A new study published in the American Heart Association journal Stroke cited that the lack of symptoms recognition in stroke is common among the minority patients. This reality has compelled experts to devise ways that improve stroke awareness and education.

"The lack of stroke recognition, especially among blacks, results in dangerous delays in treatment. Because of those delays, only a quarter of all stroke patients arrive at the hospital within the ideal time for clot-busting treatment," said Dr. Olajide Williams, research author and associate professor of neurology at Columbia University Medical Center.

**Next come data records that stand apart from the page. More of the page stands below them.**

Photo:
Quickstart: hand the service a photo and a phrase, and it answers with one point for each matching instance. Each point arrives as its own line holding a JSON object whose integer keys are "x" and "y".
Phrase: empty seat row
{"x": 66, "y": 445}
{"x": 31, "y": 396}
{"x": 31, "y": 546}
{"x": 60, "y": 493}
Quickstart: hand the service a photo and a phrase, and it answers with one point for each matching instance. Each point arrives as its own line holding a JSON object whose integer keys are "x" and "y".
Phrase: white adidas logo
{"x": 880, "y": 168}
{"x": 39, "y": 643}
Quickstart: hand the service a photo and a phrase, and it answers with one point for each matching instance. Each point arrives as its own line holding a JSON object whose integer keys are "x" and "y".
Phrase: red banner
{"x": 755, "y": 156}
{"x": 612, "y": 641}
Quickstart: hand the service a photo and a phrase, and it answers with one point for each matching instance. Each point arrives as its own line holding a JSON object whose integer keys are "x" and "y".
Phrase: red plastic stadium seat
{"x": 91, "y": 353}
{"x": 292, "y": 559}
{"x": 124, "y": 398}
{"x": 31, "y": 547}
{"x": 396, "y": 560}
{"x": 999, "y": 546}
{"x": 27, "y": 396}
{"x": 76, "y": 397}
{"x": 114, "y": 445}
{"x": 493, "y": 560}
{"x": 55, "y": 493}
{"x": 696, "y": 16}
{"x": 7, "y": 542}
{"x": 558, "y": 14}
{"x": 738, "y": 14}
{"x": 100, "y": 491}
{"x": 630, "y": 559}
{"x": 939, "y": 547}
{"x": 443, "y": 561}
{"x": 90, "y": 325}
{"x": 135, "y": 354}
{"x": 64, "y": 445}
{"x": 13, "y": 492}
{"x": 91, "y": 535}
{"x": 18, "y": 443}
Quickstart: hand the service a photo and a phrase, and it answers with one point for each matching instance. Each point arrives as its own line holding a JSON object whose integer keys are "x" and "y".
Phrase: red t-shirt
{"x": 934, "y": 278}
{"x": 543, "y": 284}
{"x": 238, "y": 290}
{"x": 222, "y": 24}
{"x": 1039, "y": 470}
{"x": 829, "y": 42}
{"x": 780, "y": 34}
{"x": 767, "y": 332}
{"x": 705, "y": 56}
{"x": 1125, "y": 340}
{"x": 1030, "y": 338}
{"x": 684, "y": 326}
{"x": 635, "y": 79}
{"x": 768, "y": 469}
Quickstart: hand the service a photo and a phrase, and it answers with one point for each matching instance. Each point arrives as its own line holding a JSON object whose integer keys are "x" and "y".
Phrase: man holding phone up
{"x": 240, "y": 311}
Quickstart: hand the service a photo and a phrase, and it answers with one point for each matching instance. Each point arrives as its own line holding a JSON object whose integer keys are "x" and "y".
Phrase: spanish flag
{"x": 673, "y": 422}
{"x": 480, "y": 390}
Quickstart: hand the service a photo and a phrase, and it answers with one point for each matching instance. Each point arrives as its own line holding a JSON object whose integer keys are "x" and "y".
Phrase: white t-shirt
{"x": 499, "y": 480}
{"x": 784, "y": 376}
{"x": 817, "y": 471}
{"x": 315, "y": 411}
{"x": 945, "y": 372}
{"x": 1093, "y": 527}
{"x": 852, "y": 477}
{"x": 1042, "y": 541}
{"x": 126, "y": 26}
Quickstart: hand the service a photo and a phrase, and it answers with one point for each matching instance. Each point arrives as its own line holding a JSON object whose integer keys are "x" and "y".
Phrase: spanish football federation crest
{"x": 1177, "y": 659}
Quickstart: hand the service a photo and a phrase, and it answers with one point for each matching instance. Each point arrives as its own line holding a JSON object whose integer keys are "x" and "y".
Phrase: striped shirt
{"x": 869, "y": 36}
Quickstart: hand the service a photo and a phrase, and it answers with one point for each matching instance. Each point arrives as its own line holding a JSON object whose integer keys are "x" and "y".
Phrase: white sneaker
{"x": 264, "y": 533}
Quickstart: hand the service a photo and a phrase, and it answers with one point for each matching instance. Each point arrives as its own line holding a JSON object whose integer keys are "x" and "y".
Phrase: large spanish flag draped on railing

Children As Vectors Of Symptoms

The Hip Hop Stroke Program is free and available across the United States. It is a multimedia presentation that is tailored to appeal to culturally-diverse communities and is found to be most effective in places where hip-hop music is popular.

The program incorporates the basics of identifying symptoms as with the FAST acronym: facial drooping, arm weakness, speech difficulties, and time to call an emergency response in a music format.

The study collated data from 3,000 fourth and sixth graders from 22 public schools in New York City, as well as 1,144 parents. The subjects were immersed in the three-hour Hip Hop Stroke program, and researchers found a significant increase in stroke knowledge.

Among the children, 57 percent recorded an increase in stroke knowledge compared to 2 percent prior to the intervention program while 24 percent of the group were able to retain that knowledge three months after.

Meanwhile, in the parent group, 20 percent showed an increase in knowledge compared to 3 percent pre-program. Three months later, 17 percent of the parents have knowledge retention.

"One unique aspect of the program is that the children who receive the program in school are used as 'transmission vectors' of stroke information to their parents and grandparents at home. Our trial showed that this is an effective strategy," Williams said.

The ability to recognize stroke symptoms and to act accordingly is crucial in saving a person's life. The ultimate goal of this program, according to experts, is empowering both adult and children to dial 911 or any other emergency response service.

In the past years, stroke prevention campaigns have been relatively expensive and difficult due to high advertising costs and cultural and ethnic appropriation. Through the Hip Hop Stroke program, experts said the rate of stroke treatment could increase by 24 percent.